R: filtering with across in dplyr
By Bas Machielsen
May 17, 2020
Introduction
The newest versions of the dplyr
package introduced a new function, across()
, to be used within summarise, mutate and filter functions, and I am trying to learn it. I am, however, having a hard time understanding the use and the mechanics of the function in combination with filter. While
this vignette has ample examples on mutate and summarise, the examples on filter are few and not very insightful. The same is true for several non-official guides that I have read.
As mentioned, the dplyr
documentation provides examples with the summarise
and mutate
functions, but it does not deal extensively with the filter
function, which is not (in my opinion) straightforward to use at all. The objective of this pamphlet is to introduce the reader to the (proper and transparent) usage of across()

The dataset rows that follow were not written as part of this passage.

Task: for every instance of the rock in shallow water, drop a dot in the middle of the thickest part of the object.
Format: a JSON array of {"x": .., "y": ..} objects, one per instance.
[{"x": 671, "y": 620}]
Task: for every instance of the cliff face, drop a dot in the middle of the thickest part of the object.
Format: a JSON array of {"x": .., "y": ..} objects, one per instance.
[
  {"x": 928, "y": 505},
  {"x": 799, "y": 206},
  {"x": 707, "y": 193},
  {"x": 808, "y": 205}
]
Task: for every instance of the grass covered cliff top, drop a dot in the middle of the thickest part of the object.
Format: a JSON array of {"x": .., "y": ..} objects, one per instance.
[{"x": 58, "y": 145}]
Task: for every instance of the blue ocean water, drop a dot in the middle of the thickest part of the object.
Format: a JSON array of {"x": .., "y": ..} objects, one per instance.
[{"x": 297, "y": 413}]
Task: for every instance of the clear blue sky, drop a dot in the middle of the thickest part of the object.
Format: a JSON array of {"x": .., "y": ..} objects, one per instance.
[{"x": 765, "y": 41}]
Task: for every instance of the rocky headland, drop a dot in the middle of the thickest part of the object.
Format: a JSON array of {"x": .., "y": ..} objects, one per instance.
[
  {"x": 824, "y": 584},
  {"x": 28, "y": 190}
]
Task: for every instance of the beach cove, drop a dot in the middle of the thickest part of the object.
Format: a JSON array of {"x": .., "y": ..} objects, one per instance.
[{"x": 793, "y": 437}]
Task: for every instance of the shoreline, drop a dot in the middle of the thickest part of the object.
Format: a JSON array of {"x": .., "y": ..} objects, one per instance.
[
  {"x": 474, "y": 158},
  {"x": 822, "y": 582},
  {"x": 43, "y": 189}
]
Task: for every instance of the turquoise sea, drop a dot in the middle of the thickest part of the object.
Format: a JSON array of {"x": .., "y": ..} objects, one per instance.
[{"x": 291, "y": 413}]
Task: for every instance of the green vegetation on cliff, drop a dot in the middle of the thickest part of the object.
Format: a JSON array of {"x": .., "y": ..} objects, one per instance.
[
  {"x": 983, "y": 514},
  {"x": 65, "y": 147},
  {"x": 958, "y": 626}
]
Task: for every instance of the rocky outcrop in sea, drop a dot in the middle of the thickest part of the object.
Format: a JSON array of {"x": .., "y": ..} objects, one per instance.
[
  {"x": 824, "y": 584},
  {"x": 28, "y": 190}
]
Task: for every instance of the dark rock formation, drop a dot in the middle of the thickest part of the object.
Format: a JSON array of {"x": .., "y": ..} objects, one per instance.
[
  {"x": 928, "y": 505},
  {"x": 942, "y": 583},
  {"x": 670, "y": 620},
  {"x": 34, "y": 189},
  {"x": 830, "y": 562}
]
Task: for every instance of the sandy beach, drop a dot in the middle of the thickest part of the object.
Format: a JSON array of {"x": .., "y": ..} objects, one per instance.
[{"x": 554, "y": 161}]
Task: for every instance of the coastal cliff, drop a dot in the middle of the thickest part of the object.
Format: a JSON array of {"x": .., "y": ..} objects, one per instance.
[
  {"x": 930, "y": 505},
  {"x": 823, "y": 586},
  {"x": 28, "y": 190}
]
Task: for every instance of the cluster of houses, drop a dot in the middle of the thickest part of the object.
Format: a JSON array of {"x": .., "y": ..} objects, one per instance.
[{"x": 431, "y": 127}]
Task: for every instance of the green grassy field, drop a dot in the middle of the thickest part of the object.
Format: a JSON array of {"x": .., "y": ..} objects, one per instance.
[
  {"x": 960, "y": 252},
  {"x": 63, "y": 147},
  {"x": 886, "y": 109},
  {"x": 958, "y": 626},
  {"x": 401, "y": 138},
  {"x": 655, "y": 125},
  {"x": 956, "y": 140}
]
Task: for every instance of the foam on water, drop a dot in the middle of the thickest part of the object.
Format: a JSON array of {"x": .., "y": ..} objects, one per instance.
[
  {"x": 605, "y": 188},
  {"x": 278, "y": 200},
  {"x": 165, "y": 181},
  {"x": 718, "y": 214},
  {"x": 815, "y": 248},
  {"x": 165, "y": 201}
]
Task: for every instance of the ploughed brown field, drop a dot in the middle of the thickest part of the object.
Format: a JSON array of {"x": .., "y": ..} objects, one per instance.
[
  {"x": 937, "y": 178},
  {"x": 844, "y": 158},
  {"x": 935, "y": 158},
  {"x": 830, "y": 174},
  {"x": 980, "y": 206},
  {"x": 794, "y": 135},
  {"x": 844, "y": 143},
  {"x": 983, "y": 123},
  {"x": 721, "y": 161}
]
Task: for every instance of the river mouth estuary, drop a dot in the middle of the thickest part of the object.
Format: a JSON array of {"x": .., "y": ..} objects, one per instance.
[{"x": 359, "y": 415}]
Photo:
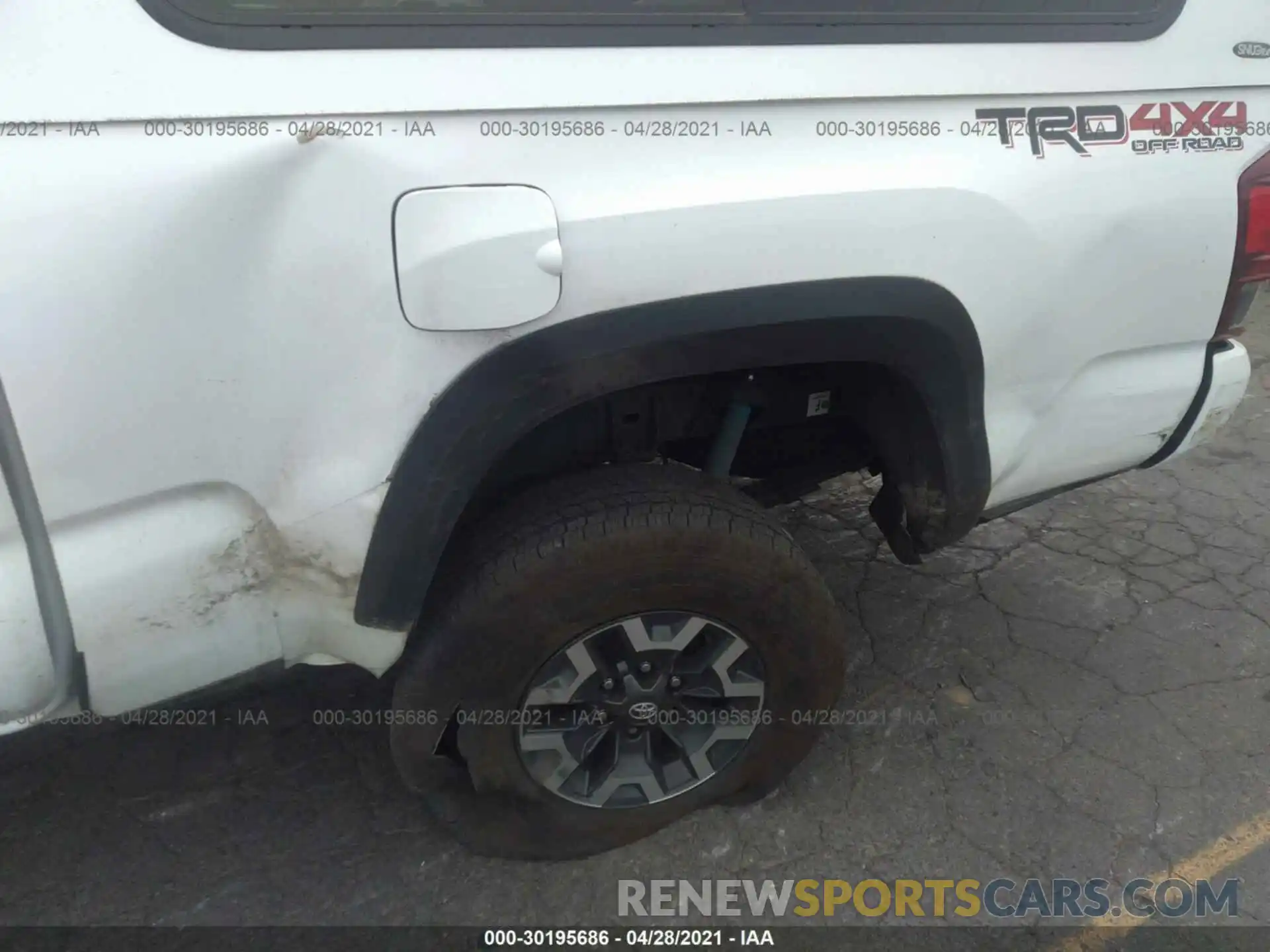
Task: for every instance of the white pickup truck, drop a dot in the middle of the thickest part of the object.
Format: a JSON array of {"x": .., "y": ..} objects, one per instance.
[{"x": 474, "y": 343}]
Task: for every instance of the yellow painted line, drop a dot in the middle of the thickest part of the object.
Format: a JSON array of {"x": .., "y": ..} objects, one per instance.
[{"x": 1226, "y": 851}]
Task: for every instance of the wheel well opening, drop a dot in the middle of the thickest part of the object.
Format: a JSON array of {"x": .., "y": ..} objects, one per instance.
[{"x": 810, "y": 423}]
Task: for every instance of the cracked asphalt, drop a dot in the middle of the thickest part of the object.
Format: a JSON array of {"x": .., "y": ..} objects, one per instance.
[{"x": 1079, "y": 690}]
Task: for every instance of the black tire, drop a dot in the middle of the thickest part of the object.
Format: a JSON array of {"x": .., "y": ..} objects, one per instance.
[{"x": 573, "y": 555}]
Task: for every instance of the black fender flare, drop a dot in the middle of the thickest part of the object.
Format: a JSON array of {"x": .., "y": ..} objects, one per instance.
[{"x": 916, "y": 328}]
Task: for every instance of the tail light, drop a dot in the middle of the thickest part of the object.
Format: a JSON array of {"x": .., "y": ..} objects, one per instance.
[{"x": 1251, "y": 270}]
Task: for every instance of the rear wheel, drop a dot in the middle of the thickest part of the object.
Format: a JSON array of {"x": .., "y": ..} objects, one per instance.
[{"x": 622, "y": 647}]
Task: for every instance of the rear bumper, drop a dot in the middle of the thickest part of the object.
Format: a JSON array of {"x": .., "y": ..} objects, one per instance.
[{"x": 1226, "y": 379}]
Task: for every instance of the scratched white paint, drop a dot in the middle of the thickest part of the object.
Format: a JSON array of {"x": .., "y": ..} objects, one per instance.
[{"x": 202, "y": 340}]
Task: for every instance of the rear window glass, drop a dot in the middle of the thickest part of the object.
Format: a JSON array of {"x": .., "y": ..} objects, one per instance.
[{"x": 680, "y": 22}]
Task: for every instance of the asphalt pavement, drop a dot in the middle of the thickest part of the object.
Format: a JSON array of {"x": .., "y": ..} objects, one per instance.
[{"x": 1080, "y": 690}]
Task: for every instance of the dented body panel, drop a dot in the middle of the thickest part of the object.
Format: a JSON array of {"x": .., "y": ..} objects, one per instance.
[{"x": 202, "y": 334}]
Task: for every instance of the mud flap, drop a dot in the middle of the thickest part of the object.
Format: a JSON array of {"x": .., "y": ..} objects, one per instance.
[{"x": 888, "y": 513}]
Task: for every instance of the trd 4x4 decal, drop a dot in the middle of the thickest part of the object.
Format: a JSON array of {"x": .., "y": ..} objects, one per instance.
[
  {"x": 1173, "y": 126},
  {"x": 1075, "y": 127}
]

in conjunction with filter
, but also to remind the writer of the functionality of across()
. Finally, it aims to help new and experienced programmers wrap their head around this new function.
After reading this pamphlet, you should be familiar enough with across()
to be able to replace the _all
, _at
, and _if
function family intuitively. I will illustrate how this works with the help of some examples.
Filter with all_vars
First, let us look at the most basic usage of across
in filter
: filtering a dataset based on all rows meeting a certain condition or requirement.
Suppose we want to select rows in a dataset such that for every character variable, the length of the string should be larger than a particular number, in this example, 5. This would be the equivalent of filter_all
in a data.frame consisting purely of character vectors, or otherwise, of filter_at
.
First, load the relevant packages..
library(tidyverse)
library(stringr)
As mentioned in the vignette, the across function without any additions works automatically as all_vars
, as evidenced by the following behavior:
numbers <- data.frame(a = c(10000, 90000, 60000, 3000),
b = c(10000, 20000, 4000, 30000))
numbers
## a b
## 1 10000 10000
## 2 90000 20000
## 3 60000 4000
## 4 3000 30000
numbers %>%
filter(across(everything(),~.x > 9999))
## a b
## 1 10000 10000
## 2 90000 20000
We can also specify which variables we want to meet the condition. Let’s take the dataset from before and apply the filter only on the first column:
numbers %>%
filter(across(a, ~ . > 9999))
## a b
## 1 10000 10000
## 2 90000 20000
## 3 60000 4000
As as second example, let’s implement a condition requiring that the string length of every character variable be greater than 2 (or 3) in the dplyr::starwars dataset:
starwars %>%
filter(across(is.character, ~ str_length(.) > 2))
## # A tibble: 69 × 14
## name height mass hair_color skin_color eye_color birth_year sex gender
## <chr> <int> <dbl> <chr> <chr> <chr> <dbl> <chr> <chr>
## 1 Luke Sk… 172 77 blond fair blue 19 male mascu…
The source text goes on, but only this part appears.